In one case, he noted how Ms Lim had admitted in court to have lied in a press release, which was disseminated to all Singaporeans including the residents of AHTC, over extra managing agent fees paid for the appointment of FMSS.
“Why were there so many false and misleading statements? When one reads the record — the AGO report, the (auditors') reports, three court judgements — you will find misleading statements made by the Workers’ Party MPs piling up,” he said.
He then stressed how Mr Low and Ms Lim had also allowed Mr Singh, who was deemed by the courts to have breached a lower standard of duty than the duo, to mislead Parliament in 2015.

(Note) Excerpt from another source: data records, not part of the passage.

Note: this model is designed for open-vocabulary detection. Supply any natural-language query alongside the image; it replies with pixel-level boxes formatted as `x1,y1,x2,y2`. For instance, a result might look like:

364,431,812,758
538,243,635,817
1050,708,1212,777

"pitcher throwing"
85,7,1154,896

Mr Singh had said then that AHTC had kept FMSS at arm’s length. But the courts later judged differently, Mr Heng said.
He added: “Ms Sylvia Lim and Mr Low Thia Khiang knew very well they had not kept (How Weng Fan, director of FMSS) at arm’s length. Yet, they let Mr Pritam Singh mislead this House, without correcting him.
Other WP MPs, including Ms Lim and Hougang MP Png Eng Huat, had also misled Parliament that their safeguards for transactions with their friends were adequate.
“When the Workers’ Party leaders let their own MPs mislead Parliament on their behalf, what does this say about the Workers’ Party’s integrity and values?” Mr Heng asked.